J’ajoute à ce billet ce que j’ai récemment posté sur les réseaux sociaux, simple appel à la raison quand tant d’autres sujets, démocratiques, sociaux, écologiques, géopolitiques et scientifiques, devraient mobiliser nos énergies comme en témoignent les priorités éditoriales de Mediapart tout cet été.

À l’été 2014, il y a deux ans donc, avant les attentats de 2015 et 2016, j’ai écrit ce qui suit, dans « Pour les musulmans », aux éditions de la Découverte. Est-il besoin de souligner que cette mise en garde est toujours d’actualité, plus que jamais ? Et qu’il est de notre devoir de soutenir toutes celles et tous ceux qui sont stigmatisés non pas pour ce qu’ils auraient fait mais pour ce qu’ils sont, en raison de leur croyance ou de leur apparence ? Voici donc l’extrait.

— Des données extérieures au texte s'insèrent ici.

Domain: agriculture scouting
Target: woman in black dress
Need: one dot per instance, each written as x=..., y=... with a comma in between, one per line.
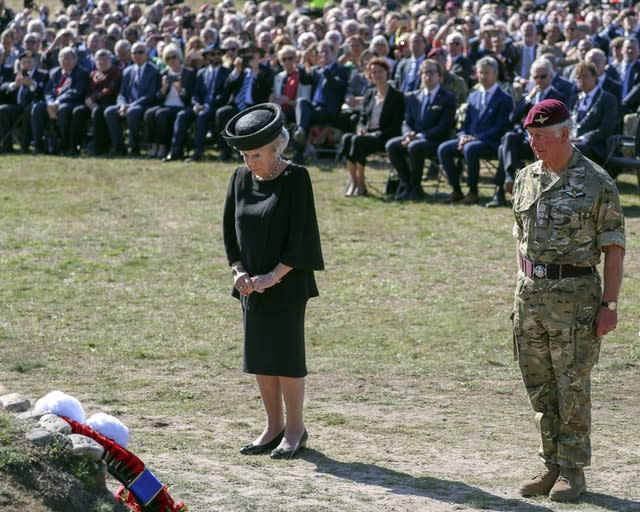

Sous toutes les latitudes, le sort fait aux minorités dit l’état moral d’une société. Au-delà de mon pays, j’écris contre cette guerre des mondes dans laquelle on veut entraîner les peuples en fabriquant des haines identitaires dont la religion est l’alibi. Mais je suis en France, j’y vis et j’y travaille et c’est ici même que, pour nous, se joue ce sursaut des consciences. Jamais les crimes commis par de prétendus musulmans ayant eux-mêmes sombré dans ces guerres sans fin ne justifieront que, en retour, nous persécutions les musulmans de France. Jamais des dérives individuelles ou des conflits lointains n’autoriseront que, dans notre pays, on en vienne à assimiler en bloc des hommes, des femmes et des enfants à un péril qui menacerait l’intégrité, voire la pureté de notre communauté nationale, au prétexte de leur foi, de leur croyance, de leur religion, de leur origine, de leur culture, de leur appartenance ou de leur apparence. Jamais les désordres du monde ne sauraient excuser l’oubli du monde, de sa complexité, de sa diversité et de sa fragilité.